Comment mieux consommer la mode ?
Suite et fin de l’interview RSE de Catherine Marcadier Saflix, fondatrice de En mode Création(s) et experte des questions sociétales et environnementales dans l’univers de la mode.
Quels sont les points de vigilance et les axes d’amélioration et comment pouvons-nous agir pour une mode plus durable et plus responsable ?! Dans cette dernière partie, Catherine nous donne des pistes pour mieux appréhender l’achat de vêtements en tant que consommateurs.
Slöer
On a parlé précédemment de la RSE du point de vue des marques. Du point de vue du consommateur, c’est aussi une vraie question de savoir quoi faire pour consommer mieux la mode. Il y a la seconde main, consommer des marques plus éthiques, faire attention aux matières, aux lieux de production… Quand on veut acheter un nouveau vêtement, on se pose de plus en plus ces questions. Qu’est ce que vous pouvez conseiller aux consommateurs ? Comment aborder ces questions ? Et est ce qu’il y a des règles, des ordres de priorité à prendre en compte quand on veut faire un achat, pour savoir quel sera notre impact ?
Catherine M.S
La spécificité des marques de mode, c’est d’avoir un point de vue de design et de désirabilité de leurs produits. C’est vraiment spécifique par rapport à d’autres secteurs d’activité. Je ne dis pas que les autres produits ne doivent pas être désirables…, mais dans la mode, c’est encore plus présent. C’est donc très cyclique. Et du point de vue du consommateur, je comprends aussi qu’il y a des moments où vous ayez tout simplement envie de vous faire plaisir sans forcément vous vous casser la tête.

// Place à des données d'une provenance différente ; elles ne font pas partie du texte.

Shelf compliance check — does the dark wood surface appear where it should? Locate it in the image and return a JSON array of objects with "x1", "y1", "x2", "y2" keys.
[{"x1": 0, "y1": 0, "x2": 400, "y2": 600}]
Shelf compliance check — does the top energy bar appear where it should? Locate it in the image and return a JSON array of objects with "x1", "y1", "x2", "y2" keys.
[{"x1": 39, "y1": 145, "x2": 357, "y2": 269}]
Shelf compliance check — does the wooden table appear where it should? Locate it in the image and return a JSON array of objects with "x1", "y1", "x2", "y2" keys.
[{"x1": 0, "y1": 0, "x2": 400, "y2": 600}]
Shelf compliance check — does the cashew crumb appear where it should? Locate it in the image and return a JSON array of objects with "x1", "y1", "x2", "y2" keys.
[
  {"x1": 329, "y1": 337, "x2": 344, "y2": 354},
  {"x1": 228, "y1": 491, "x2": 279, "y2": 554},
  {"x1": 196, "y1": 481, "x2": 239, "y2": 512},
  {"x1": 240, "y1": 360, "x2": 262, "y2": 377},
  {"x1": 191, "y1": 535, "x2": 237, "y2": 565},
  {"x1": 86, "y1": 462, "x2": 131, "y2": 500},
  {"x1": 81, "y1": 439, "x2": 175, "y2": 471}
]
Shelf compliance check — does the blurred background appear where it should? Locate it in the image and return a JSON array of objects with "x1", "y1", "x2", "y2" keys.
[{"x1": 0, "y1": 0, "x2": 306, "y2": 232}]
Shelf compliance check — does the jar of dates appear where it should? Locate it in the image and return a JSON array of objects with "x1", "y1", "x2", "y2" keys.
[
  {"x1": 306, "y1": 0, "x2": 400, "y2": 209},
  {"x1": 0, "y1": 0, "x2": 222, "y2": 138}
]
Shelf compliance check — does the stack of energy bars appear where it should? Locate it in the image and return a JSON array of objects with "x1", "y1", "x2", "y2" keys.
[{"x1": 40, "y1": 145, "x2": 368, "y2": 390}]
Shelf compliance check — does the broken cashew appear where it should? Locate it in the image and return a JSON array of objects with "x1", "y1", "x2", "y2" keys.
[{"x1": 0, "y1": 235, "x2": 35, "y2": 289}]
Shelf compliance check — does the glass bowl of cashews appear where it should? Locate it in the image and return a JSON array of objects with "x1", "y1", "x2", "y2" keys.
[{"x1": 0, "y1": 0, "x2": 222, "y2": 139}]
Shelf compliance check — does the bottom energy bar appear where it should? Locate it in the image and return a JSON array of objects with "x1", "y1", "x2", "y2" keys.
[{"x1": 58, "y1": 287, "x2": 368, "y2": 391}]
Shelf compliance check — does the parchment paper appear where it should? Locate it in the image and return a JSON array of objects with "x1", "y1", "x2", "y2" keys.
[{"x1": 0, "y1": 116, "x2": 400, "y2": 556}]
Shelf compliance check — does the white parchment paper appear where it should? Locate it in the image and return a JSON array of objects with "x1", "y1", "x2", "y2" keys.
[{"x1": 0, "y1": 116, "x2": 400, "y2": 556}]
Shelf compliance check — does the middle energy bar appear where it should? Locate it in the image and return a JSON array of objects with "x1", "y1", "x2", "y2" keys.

Mais si vous faites des achats en conscience, c’est plus intéressant. Par exemple, le guide publié par l’ADEME « Le revers de mon look » que je trouve très bien fait, édité en français et en anglais, est très pédagogique.
Il y une infographie qui donne des pistes de consommation éco-responsable, en identifiant à la fois les problématiques et les solutions qui peuvent être apportées. … Par exemple, aujourd’hui si vous voulez acheter un jean, il faut vous demander comment acheter un jean qui, à la fois, correspond à vos attentes en termes de design, mais qui soit le plus écoresponsable possible ? Il y a eu une tendance sur le jean délavé à trous, mais justement, ça, ce n’est pas tellement éco-responsable. Si vous pouvez plutôt acheter un jean brut qui soit sans trou, et qu’il vous plaît tout autant, je vous conseille de choisir celui-ci.
Slöer
Finalement, ce sont des choses assez précises, mais on ne se rend pas compte de l’impact qu’il y a derrière. On peut se dire « Faire un trou, qu’est ce que ça change ? » Au final, la façon dont sont produits ces jeans, c’est beaucoup plus énergivore ?
Catherine M.S
Tout à fait. Et il y a aussi l’achat de vêtements en lui-même. Les différentes lois, notamment la loi AGEC et la loi CLIMAT, vont promouvoir l’affichage environnemental. Ce sont des informations sur lesquelles travaillent les marques et les fédérations professionnelles en lien avec l’ADEME, qui vont permettre de mieux informer le consommateur. Ce sont des points extrêmement importants parce que cela va faciliter toute cette dimension pédagogique pour amener le consommateur à acheter en conscience.
C’est vraiment un gros travail qui est fait actuellement, qui a démarré depuis deux ans, qui s’était un peu arrêté pendant la crise sanitaire, mais qui a quand même bien avancé. L’idée, c’est vraiment de mieux informer le consommateur. Ce qu’il faut, c’est avant tout regarder les étiquettes. Qu’il y ait l’affichage environnemental déjà en place ou pas. C’est important de regarder la provenance du vêtement que vous voulez acheter.
L’idée est d’avancer ensemble plutôt que d’être dans une forme de culpabilisation.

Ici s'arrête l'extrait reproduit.